[v2,6/7] KVM-GST: adjust scheduler cpu power

Message ID	1308262856-5779-7-git-send-email-glommer@redhat.com (mailing list archive)
State	New, archived
Headers	show Received: from vger.kernel.org (vger.kernel.org [209.132.180.67]) by demeter2.kernel.org (8.14.4/8.14.4) with ESMTP id p5GMUJwK022095 for <patchwork-kvm@patchwork.kernel.org>; Thu, 16 Jun 2011 22:30:19 GMT From: Glauber Costa <glommer@redhat.com> To: kvm@vger.kernel.org Cc: linux-kernel@vger.kernel.org, Rik van Riel <riel@redhat.com>, Jeremy Fitzhardinge <jeremy.fitzhardinge@citrix.com>, Peter Zijlstra <peterz@infradead.org>, Avi Kivity <avi@redhat.com>, Anthony Liguori <aliguori@us.ibm.com>, Eric B Munson <emunson@mgebm.net> Subject: [PATCH v2 6/7] KVM-GST: adjust scheduler cpu power Date: Thu, 16 Jun 2011 18:20:55 -0400 Message-Id: <1308262856-5779-7-git-send-email-glommer@redhat.com> In-Reply-To: <1308262856-5779-1-git-send-email-glommer@redhat.com> References: <1308262856-5779-1-git-send-email-glommer@redhat.com> Sender: kvm-owner@vger.kernel.org Precedence: bulk

Message ID

1308262856-5779-7-git-send-email-glommer@redhat.com (mailing list archive)

State

New, archived

Headers

From: Glauber Costa <glommer@redhat.com>
To: kvm@vger.kernel.org
Cc: linux-kernel@vger.kernel.org, Rik van Riel <riel@redhat.com>,
	Jeremy Fitzhardinge <jeremy.fitzhardinge@citrix.com>,
	Peter Zijlstra <peterz@infradead.org>, Avi Kivity <avi@redhat.com>,
	Anthony Liguori <aliguori@us.ibm.com>, Eric B Munson <emunson@mgebm.net>
Subject: [PATCH v2 6/7] KVM-GST: adjust scheduler cpu power
Date: Thu, 16 Jun 2011 18:20:55 -0400
Message-Id: <1308262856-5779-7-git-send-email-glommer@redhat.com>
In-Reply-To: <1308262856-5779-1-git-send-email-glommer@redhat.com>
References: <1308262856-5779-1-git-send-email-glommer@redhat.com>
Sender: kvm-owner@vger.kernel.org
Precedence: bulk

Commit Message

Glauber Costa June 16, 2011, 10:20 p.m. UTC

This is a first proposal for using steal time information
to influence the scheduler.
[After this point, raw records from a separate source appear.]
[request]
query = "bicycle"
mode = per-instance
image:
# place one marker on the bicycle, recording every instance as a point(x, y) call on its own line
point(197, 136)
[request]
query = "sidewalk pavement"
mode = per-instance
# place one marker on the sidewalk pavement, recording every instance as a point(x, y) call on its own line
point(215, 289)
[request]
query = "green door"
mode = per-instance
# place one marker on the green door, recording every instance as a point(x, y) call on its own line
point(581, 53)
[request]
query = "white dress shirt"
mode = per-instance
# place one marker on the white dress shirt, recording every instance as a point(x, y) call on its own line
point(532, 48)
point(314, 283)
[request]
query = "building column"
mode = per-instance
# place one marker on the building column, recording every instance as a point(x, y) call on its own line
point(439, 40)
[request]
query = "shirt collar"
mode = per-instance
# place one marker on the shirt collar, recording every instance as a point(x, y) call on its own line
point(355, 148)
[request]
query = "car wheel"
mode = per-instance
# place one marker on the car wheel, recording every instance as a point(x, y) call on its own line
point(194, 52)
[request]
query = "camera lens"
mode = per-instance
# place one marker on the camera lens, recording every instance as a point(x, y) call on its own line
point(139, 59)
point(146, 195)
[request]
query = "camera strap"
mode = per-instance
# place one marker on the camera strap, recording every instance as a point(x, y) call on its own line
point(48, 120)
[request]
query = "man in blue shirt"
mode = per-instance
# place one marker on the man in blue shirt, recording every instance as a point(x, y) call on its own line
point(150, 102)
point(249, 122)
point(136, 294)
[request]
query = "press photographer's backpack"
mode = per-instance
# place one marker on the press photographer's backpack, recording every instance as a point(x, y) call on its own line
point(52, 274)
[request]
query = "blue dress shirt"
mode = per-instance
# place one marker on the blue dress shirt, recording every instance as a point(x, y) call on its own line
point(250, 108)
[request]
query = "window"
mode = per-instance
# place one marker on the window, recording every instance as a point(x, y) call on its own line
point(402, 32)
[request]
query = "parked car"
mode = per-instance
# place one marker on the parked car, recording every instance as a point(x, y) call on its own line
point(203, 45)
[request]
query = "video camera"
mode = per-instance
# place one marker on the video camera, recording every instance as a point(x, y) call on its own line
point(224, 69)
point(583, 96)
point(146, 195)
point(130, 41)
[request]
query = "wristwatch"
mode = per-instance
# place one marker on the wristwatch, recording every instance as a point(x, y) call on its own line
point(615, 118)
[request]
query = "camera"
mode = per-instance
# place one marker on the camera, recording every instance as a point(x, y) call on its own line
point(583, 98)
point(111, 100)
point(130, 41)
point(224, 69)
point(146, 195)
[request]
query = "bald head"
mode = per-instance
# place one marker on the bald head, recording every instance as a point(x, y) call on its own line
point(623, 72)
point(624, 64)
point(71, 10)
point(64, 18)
There are a lot of optimizations
and fine grained adjustments to be done, but it is working reasonably
so far for me (mostly)

With this patch (and some host pinnings to demonstrate the situation),
two vcpus with very different steal time (Say 80 % vs 1 %) will not get
an even distribution of processes. This is a situation that can naturally
arise, specially in overcommited scenarios. Previosly, the guest scheduler
would wrongly think that all cpus have the same ability to run processes,
lowering the overall throughput.

Signed-off-by: Glauber Costa <glommer@redhat.com>
CC: Rik van Riel <riel@redhat.com>
CC: Jeremy Fitzhardinge <jeremy.fitzhardinge@citrix.com>
CC: Peter Zijlstra <peterz@infradead.org>
CC: Avi Kivity <avi@redhat.com>
CC: Anthony Liguori <aliguori@us.ibm.com>
CC: Eric B Munson <emunson@mgebm.net>
---
 arch/x86/Kconfig        |   12 ++++++++++++
 kernel/sched.c          |   36 +++++++++++++++++++++++++++---------
 kernel/sched_features.h |    4 ++--
 3 files changed, 41 insertions(+), 11 deletions(-)

Comments

Eric B Munson June 17, 2011, 12:49 a.m. UTC | #1

On Thu, 16 Jun 2011, Glauber Costa wrote:

> This is a first proposal for using steal time information
> to influence the scheduler. There are a lot of optimizations
> and fine grained adjustments to be done, but it is working reasonably
> so far for me (mostly)
> 
> With this patch (and some host pinnings to demonstrate the situation),
> two vcpus with very different steal time (Say 80 % vs 1 %) will not get
> an even distribution of processes. This is a situation that can naturally
> arise, specially in overcommited scenarios. Previosly, the guest scheduler
> would wrongly think that all cpus have the same ability to run processes,
> lowering the overall throughput.
> 
> Signed-off-by: Glauber Costa <glommer@redhat.com>
> CC: Rik van Riel <riel@redhat.com>
> CC: Jeremy Fitzhardinge <jeremy.fitzhardinge@citrix.com>
> CC: Peter Zijlstra <peterz@infradead.org>
> CC: Avi Kivity <avi@redhat.com>
> CC: Anthony Liguori <aliguori@us.ibm.com>
> CC: Eric B Munson <emunson@mgebm.net>

Tested-by: Eric B Munson <emunson@mgebm.net>

Avi Kivity June 19, 2011, 10:05 a.m. UTC | #2

On 06/17/2011 01:20 AM, Glauber Costa wrote:
> This is a first proposal for using steal time information
> to influence the scheduler. There are a lot of optimizations
> and fine grained adjustments to be done, but it is working reasonably
> so far for me (mostly)
>
> With this patch (and some host pinnings to demonstrate the situation),
> two vcpus with very different steal time (Say 80 % vs 1 %) will not get
> an even distribution of processes. This is a situation that can naturally
> arise, specially in overcommited scenarios. Previosly, the guest scheduler
> would wrongly think that all cpus have the same ability to run processes,
> lowering the overall throughput.
>

Looks fine, but sched maintainer review needed.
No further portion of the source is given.